Suppose that an open set $U$ of $\mathbb{R}^n$ and a compact subset $K$ of $\mathbb{R}^n$ satisfy $K \subset U$. Show that there exists an open set $V$ of $\mathbb{R}^n$ which satisfies all of the following conditions: $$K \subset V, \text{Cl}(V) \subset U, \text{Cl}(V) \ \text{is} \ \text{compact}.$$ $\text{Cl}(V)$ denotes the closure of $V$ in $\mathbb{R}^n$.
This is a topological space problem. I know intuitively that it is correct, but I cannot figure out how to describe it mathematically rigorously. Here is what I have come up with:
Since $\text{Bd}(K)\cup\text{Bd}(U)=\emptyset$, we can take the $\epsilon$ such that $$\epsilon=\inf\{d(u, k)\mid u\in \text{Bd(U)}, k\in \text{Bd(K)}\}$$ and let $$V=K\cup\{B(k, \frac{\epsilon}{2})\mid k\in\text{Bd(K)}\}$$ Then this $V$ would satisfy the given conditions, which I failed to prove.

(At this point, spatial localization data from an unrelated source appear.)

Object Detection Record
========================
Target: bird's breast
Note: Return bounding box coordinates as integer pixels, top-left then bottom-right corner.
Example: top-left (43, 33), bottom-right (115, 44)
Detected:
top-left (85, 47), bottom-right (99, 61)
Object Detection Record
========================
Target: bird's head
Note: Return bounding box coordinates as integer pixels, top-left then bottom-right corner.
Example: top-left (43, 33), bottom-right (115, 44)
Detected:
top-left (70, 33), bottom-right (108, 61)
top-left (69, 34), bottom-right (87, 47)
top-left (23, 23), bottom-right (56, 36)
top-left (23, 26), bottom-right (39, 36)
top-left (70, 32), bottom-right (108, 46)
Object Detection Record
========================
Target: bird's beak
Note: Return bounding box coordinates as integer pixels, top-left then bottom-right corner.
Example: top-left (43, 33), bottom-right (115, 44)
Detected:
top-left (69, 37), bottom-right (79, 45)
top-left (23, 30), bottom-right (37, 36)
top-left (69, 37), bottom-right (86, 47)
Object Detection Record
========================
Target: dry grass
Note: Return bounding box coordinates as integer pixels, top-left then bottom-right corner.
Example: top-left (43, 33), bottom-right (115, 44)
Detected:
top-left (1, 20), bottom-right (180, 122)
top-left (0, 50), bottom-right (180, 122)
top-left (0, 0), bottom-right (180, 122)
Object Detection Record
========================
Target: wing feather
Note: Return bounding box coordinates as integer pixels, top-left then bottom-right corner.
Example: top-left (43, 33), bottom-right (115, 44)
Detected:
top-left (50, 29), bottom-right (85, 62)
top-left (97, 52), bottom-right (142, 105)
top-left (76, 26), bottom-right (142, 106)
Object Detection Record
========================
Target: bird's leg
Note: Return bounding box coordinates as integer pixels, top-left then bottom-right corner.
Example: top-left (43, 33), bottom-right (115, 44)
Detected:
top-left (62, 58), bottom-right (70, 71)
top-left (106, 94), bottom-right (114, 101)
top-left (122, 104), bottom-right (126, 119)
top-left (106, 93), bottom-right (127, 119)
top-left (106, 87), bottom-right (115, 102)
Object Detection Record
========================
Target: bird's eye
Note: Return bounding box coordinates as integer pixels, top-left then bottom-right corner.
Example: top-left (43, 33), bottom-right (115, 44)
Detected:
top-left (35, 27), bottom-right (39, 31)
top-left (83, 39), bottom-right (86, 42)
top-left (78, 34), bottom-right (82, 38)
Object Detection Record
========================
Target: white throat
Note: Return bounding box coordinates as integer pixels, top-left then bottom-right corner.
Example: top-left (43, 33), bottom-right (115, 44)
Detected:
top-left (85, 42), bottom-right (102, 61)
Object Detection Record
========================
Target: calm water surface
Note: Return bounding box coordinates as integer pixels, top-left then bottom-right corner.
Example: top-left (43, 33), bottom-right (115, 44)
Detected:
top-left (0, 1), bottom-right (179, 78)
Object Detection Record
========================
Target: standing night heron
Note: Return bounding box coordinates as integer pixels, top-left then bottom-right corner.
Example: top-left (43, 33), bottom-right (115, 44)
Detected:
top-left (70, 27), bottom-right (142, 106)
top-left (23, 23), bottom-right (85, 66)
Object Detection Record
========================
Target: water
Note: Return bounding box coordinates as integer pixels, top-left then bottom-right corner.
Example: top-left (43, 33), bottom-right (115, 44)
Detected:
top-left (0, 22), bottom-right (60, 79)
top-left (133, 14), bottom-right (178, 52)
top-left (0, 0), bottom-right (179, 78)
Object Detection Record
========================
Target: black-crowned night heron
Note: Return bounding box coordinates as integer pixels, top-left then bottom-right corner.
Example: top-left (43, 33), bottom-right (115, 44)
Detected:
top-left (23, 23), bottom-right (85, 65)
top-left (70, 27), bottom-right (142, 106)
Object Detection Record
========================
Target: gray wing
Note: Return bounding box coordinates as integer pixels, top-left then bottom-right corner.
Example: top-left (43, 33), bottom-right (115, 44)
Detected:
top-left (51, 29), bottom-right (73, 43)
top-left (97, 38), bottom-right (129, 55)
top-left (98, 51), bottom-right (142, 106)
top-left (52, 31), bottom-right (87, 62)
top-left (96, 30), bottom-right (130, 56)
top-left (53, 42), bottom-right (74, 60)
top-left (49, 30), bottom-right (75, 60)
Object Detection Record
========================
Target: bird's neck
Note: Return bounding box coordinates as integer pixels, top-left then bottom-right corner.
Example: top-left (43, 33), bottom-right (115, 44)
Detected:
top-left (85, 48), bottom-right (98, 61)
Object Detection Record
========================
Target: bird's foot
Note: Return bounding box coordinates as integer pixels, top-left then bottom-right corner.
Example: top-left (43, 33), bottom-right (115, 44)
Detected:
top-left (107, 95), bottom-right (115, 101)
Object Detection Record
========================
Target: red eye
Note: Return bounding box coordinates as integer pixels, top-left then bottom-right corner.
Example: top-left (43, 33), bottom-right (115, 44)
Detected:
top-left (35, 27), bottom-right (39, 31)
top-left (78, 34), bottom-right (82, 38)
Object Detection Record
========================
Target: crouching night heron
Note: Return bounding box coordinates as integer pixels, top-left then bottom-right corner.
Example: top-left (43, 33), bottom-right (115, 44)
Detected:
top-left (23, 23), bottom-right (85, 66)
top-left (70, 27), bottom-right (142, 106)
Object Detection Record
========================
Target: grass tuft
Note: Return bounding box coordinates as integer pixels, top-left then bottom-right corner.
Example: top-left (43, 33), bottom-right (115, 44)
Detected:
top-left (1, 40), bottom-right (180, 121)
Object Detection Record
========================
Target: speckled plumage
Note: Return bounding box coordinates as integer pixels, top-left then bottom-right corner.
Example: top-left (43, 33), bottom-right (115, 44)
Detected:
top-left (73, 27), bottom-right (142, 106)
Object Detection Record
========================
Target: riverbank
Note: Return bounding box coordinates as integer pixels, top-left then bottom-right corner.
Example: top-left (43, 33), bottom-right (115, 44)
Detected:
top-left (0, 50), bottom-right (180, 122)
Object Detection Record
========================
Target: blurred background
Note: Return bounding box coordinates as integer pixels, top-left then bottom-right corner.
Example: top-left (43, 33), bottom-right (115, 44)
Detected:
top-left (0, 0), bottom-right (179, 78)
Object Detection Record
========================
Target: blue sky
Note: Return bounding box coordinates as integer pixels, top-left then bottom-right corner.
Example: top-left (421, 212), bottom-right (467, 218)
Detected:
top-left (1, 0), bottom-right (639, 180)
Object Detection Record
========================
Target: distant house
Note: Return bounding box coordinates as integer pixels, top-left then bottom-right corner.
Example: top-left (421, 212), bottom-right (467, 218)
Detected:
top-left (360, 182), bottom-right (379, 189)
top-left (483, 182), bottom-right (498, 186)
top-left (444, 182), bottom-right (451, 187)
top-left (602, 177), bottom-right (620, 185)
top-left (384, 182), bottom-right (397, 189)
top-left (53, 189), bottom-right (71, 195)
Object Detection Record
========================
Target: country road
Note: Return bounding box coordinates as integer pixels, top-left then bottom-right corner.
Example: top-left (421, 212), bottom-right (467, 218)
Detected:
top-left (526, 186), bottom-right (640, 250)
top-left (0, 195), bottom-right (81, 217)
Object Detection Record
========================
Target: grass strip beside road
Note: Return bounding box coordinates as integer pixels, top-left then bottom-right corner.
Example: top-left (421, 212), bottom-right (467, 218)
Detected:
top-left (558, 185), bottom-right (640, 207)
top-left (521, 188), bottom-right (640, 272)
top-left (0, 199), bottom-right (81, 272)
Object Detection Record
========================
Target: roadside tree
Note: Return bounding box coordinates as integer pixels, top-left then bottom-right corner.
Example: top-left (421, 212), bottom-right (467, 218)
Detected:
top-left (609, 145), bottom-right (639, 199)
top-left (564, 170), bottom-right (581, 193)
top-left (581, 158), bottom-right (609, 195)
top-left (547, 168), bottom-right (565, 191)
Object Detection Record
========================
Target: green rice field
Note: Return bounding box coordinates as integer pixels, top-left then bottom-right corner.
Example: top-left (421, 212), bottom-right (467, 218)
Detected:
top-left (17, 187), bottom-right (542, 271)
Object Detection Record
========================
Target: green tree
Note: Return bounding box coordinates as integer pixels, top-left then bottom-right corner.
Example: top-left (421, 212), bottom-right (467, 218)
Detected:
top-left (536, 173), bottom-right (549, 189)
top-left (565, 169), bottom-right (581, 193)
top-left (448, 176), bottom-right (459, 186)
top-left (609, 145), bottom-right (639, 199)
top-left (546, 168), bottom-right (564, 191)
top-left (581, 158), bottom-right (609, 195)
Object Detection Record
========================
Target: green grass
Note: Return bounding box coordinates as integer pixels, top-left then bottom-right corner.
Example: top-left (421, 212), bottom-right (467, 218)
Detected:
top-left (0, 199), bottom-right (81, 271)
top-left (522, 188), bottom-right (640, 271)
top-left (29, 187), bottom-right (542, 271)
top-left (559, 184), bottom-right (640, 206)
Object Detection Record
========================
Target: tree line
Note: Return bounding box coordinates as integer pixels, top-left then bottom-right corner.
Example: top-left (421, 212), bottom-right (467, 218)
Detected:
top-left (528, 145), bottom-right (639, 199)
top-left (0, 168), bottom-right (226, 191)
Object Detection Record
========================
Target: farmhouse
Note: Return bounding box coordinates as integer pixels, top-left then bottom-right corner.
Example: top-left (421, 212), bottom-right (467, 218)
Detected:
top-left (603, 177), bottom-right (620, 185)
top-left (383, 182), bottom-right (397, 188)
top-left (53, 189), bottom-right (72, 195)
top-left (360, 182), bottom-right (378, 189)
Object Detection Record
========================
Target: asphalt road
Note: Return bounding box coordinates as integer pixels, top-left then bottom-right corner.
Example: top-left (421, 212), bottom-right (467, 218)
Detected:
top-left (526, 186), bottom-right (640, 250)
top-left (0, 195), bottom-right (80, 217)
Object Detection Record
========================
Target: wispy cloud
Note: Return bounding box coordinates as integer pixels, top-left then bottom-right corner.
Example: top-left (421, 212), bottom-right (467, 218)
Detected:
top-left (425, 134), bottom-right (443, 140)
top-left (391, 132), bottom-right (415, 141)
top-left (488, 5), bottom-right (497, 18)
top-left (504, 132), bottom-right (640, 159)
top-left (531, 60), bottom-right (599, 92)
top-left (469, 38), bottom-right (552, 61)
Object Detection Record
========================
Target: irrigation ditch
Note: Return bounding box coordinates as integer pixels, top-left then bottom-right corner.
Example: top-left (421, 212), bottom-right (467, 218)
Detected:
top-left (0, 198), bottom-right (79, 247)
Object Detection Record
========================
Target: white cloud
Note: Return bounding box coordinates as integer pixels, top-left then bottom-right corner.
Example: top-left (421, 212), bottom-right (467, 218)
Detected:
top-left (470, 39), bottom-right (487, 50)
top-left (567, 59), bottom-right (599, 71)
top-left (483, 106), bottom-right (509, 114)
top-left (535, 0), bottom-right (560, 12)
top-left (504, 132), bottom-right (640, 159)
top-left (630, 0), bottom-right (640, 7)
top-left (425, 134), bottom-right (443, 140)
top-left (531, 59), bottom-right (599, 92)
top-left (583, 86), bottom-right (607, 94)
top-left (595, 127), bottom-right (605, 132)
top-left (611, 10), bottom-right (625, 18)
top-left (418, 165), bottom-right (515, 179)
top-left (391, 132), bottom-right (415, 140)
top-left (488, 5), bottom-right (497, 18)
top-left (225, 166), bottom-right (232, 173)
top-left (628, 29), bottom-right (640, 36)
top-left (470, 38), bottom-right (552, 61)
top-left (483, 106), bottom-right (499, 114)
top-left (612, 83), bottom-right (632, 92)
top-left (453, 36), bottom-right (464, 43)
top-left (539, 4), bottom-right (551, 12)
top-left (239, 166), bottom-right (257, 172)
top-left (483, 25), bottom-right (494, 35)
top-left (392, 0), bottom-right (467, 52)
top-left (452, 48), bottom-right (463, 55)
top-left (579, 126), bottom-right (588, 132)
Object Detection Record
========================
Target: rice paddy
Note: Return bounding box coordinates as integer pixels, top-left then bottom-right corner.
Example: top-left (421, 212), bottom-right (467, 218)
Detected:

I would appreciate any help you can give me. Thank you in advance.
The existence of $V$ open with $K \subseteq V \subseteq \overline{V} \subseteq U$ easily follows from $\Bbb R^n$ being Hausdorff and locally compact. In a general space already.
No need for a metric or Euclidean specific argument.